With the constant microscope that the NFL and its officials come under, instant replay has expanded throughout the years and full-time officials have been discussed.
Still, to this point, the NFL still doesn’t employ any full-time officials on the field, but the league isn’t opposed to the concept on a limited basis.
“We believe that at least in a limited form that it’s a positive step, so we agree with (Arizona Cardinals coach Bruce Arians) on that front,” NFL commissioner Roger Goodell said last week. “In fact, that’s something we fought for in our last labor negotiations with the officials is to be able to hire a limited number of officials, I think it was 16 or so, so that we would have the ability to have them in the office during the week.”
Presumably, those 16 full-time officials would then head an officiating crew in each game that week. However, that hasn’t happened yet.
Goodell said the dialogue on that possibility continues.
“I do believe our officials are incredible professionals. I think they officiate at the highest possible level,” Goodell said. “But they can always improve, and we will try to seek improvement.”
The number of reviews initiated from the replay booth broke 100 in 2007. In 2011, that number exceeded 200 at 215. In 2012, it burgeoned to 349, a number nearly equaled in 2014. But last year the number of reviews initiated from the replay booth went back down to 276, with 37 percent of them being overturned.

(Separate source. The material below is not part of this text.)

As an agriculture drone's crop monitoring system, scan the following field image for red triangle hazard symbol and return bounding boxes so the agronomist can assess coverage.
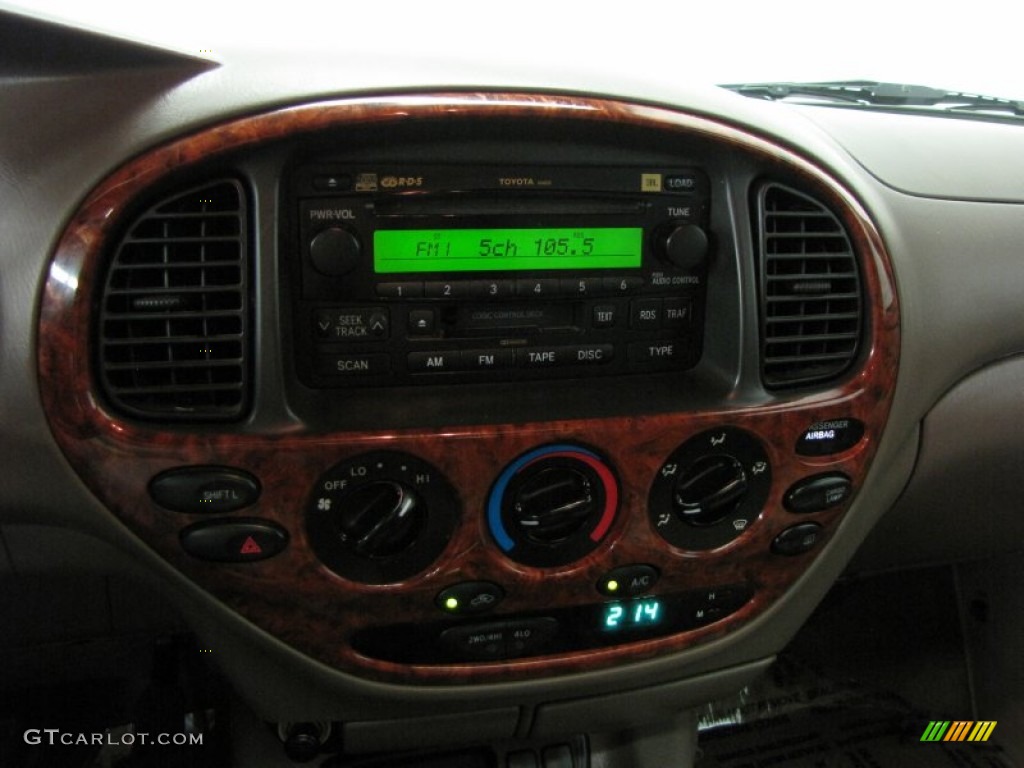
[239,536,263,555]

“Whether they’re full-time or part-time, officials are going to make mistakes,” Goodell said. “That’s just – unfortunately the game is fast and it is difficult to officiate. They do an extraordinary job. We’re proud of the job they do and we want to try to give them more resources and more ability to improve, just as the game of football continues to improve.”

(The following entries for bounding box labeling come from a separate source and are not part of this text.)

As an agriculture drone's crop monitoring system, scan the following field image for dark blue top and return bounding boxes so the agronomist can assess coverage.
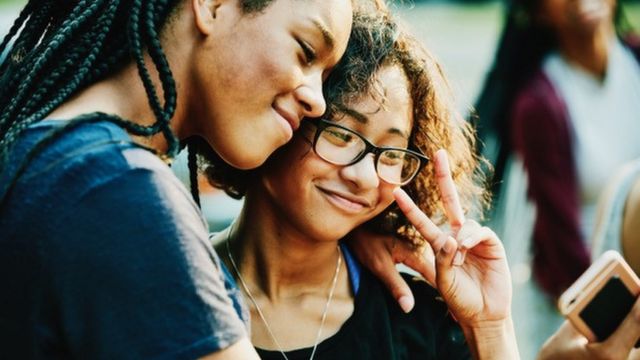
[0,121,247,359]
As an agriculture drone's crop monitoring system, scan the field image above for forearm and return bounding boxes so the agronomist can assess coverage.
[462,318,520,360]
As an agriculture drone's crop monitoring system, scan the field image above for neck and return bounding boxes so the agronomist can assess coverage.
[559,24,615,79]
[225,195,340,302]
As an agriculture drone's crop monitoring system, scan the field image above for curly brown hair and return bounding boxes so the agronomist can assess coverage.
[205,7,488,243]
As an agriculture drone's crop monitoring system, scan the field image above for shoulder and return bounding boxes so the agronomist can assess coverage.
[511,71,569,144]
[356,273,470,359]
[622,33,640,63]
[513,70,564,119]
[363,270,455,333]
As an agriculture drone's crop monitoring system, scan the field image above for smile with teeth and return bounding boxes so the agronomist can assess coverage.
[321,189,365,213]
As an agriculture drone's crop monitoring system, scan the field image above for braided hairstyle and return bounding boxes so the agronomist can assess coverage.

Since the NFL started tracking what kind of calls were being challenged, pass completions have led the way. Just under half of the challenges in 2007 were questioning a completion with a 37 percent success rate in challenges. Since 2007, pass completions have always been the most challenged call on the field, sometimes accounting for double the next-most-challenged call. Initial calls of an incomplete pass were almost always the next most-challenged call.
The NFL has tried to clarify what constituted a completed pass and what isn’t complete, but it continues to be a source of questioning.
Last year, when a coach challenged the ruling of a completed pass on the field, that initial call was overturned 46 percent of the time. Completed passes were challenged 139 times, fumbles were challenged 81 times and incomplete passes were challenged 80 times. Initial rulings of an incomplete pass were overturned 36 percent of the time.
“We could develop greater consistency, and consistency is really the core of what we’ve talked about all week here in officiating,” Goodell said. “That’s what we want to deliver to our teams.”
Perhaps that’s why teams brought several proposals to the NFL Competition Committee this year to increase either the number of plays that could be challenged or the number of challenges a coach can have per game.
Both proposals to expand the number of challenges allowed by a coach failed.
“One of the things about instant replay is over the years since we put this in in ’98 is we continue to add plays to the reviewable list and really have made it, to some people’s point, confusing and certainly long,” said Rich McKay, the chair of the Competition Committee. “One thing that Baltimore did in their proposal is they made it much more simplistic of what is not allowed to be reviewed, and I think that we’re going to look at that. We’re going to meet as a committee, we’re going to talk to the membership, and we’re going to look at trying to submit a proposal off of Baltimore’s that rewrites the rule and rewrites the language, and submit it in May for a vote. So that would be the one that has been tabled and will be voted on as far as replay goes.”
So whether it’s instant replay or full-time officials, the NFL continues to consider changes. When consideration turns to implementation remains the question.